Interview with Barbara Krasner, author of FACING THE ENEMY

Barbara Krasner‘s new verse YA novel FACING THE ENEMY: HOW A NAZI YOUTH CAMP IN AMERICA TESTED A FRIENDSHIP (Calkins Creek, 2024) follows teens Benjy and Tommy through the demise of their friendship when Tommy attends a Nazi youth camp. The beautifully crafted novel in verse explores a dark history of events in the US. Seeing these events through the lens of teen friendship is both compelling and heartbreaking. I’m interested to learn more about the story from Barbara.

Was the story of Benjy and Tommy inspired by true events?
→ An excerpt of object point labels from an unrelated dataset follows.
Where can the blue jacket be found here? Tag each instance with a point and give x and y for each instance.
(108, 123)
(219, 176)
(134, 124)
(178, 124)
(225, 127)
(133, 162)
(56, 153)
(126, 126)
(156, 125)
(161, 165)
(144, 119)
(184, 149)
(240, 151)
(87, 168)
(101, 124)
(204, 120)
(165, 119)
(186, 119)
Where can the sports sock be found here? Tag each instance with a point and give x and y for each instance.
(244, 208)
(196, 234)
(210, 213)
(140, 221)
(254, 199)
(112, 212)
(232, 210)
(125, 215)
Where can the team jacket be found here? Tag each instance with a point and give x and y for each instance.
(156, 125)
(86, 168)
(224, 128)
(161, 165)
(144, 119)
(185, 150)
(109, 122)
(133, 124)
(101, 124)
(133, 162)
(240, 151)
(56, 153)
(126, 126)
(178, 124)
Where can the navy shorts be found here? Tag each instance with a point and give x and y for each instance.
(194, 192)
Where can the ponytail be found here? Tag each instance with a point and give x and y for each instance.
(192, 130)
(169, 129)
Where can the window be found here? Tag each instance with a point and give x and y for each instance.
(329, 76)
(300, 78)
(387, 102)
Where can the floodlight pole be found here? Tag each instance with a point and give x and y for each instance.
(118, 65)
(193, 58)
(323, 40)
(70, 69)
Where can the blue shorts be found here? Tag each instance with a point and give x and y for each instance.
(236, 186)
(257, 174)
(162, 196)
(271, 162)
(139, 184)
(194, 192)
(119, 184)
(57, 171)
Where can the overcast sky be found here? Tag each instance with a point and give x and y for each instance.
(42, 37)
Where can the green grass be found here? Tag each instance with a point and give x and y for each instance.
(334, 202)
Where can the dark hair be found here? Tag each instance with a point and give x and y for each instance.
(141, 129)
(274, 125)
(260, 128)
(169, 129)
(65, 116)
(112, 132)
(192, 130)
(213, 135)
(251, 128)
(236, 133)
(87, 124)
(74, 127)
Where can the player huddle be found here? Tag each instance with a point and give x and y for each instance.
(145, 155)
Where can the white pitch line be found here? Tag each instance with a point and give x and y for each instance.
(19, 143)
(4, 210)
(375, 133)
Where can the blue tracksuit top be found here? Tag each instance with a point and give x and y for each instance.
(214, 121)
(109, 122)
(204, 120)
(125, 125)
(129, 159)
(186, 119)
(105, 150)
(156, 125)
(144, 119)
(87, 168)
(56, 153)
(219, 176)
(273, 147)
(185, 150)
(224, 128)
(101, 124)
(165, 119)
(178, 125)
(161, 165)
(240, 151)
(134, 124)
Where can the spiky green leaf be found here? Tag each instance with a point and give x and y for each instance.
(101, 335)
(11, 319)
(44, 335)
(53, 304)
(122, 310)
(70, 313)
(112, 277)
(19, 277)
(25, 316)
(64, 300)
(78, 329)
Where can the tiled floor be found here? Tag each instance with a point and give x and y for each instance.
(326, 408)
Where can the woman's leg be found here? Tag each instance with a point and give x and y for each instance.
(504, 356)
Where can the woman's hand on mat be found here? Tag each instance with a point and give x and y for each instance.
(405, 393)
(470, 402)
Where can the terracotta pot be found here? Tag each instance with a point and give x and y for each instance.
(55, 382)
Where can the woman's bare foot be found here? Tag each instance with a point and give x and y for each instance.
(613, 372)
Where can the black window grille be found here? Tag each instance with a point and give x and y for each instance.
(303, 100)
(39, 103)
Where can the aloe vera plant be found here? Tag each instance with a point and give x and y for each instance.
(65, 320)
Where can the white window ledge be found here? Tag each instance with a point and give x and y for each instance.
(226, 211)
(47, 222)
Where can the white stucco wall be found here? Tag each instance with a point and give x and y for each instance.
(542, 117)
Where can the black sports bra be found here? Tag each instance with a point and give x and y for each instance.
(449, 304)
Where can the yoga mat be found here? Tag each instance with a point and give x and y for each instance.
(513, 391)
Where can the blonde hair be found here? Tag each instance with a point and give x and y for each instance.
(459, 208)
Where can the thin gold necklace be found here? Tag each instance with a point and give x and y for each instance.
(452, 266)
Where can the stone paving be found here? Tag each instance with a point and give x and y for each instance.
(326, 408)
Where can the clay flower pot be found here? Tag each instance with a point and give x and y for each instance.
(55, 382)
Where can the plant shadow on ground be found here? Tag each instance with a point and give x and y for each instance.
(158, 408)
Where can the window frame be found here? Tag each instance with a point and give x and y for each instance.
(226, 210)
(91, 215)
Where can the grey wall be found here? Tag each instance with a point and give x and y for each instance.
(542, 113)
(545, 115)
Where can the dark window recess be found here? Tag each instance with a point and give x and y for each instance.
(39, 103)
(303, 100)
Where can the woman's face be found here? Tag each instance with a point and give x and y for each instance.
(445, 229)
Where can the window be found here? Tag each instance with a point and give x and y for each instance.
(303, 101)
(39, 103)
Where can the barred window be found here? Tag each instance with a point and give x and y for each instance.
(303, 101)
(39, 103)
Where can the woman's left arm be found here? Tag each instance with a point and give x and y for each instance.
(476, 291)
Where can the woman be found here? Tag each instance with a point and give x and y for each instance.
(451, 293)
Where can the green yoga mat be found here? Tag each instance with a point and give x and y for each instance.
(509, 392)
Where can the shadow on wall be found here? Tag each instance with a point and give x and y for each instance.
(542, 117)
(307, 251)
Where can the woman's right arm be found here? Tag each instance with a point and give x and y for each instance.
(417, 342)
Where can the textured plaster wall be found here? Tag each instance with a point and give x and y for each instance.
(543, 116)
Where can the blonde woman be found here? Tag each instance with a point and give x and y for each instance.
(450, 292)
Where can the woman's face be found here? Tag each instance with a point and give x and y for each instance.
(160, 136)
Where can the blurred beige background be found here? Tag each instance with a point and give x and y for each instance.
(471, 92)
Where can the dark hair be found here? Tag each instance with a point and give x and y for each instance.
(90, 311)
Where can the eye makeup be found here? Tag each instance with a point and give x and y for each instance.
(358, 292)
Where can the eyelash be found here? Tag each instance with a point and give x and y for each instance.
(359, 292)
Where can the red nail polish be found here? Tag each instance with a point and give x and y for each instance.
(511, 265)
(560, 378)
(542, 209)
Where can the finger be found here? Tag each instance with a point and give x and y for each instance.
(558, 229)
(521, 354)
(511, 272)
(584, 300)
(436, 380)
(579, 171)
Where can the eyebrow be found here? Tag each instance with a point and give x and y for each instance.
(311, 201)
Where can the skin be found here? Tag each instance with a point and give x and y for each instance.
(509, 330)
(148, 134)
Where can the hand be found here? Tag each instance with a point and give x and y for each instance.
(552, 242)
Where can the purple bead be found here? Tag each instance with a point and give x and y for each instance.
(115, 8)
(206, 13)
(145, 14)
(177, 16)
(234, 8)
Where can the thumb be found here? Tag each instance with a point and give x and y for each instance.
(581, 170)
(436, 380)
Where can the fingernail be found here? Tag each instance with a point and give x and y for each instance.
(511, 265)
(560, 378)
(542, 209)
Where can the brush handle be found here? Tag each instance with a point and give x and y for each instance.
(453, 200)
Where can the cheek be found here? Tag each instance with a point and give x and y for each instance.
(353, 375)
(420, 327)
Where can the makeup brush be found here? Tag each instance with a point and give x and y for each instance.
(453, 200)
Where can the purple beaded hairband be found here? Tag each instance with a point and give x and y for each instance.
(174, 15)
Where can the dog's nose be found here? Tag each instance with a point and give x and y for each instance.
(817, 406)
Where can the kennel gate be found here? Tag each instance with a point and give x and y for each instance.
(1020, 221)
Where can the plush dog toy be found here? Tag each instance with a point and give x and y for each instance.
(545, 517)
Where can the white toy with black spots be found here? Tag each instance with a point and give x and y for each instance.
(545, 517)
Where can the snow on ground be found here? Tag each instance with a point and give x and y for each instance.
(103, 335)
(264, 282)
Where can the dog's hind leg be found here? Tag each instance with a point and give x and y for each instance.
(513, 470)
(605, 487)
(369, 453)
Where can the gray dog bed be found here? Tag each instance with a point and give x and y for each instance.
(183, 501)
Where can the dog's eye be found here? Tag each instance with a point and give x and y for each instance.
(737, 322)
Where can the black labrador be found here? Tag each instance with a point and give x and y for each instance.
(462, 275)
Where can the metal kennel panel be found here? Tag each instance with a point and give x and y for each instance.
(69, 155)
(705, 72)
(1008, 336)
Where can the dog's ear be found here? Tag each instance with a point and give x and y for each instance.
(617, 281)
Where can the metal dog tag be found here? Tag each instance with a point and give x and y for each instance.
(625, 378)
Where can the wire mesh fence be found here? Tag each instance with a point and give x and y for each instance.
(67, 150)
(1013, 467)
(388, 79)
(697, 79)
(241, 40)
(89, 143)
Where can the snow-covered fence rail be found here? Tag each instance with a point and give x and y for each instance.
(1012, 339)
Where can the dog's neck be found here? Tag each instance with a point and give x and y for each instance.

The camp was real, the Newark Minutemen were real, certainly Weequahic High was and is real. Benjy and Tommy are fictional characters positioned against the backdrop of Nazism in America, and particularly New Jersey, antisemitism, and oncoming war. During my MFA program at the Vermont College of Fine Arts (2004-2006), while working on a novel based in my father’s North Jersey hometown, I began to wonder how a Jewish kid might feel if his best friend of German descent attended Camp Nordland, how that would affect their friendship.

Barbara Krasner

When did you learn about the Nazi Youth camp you describe in FACING THE ENEMY?

I started researching Camp Nordland by at least 2005, maybe earlier. Because my family immigrated to Newark from Russia, I was interested in Newark history and came across Warren Grover’s book, Nazis in Newark, originally published in 2003. 

Can you share a bit about your research process for this book?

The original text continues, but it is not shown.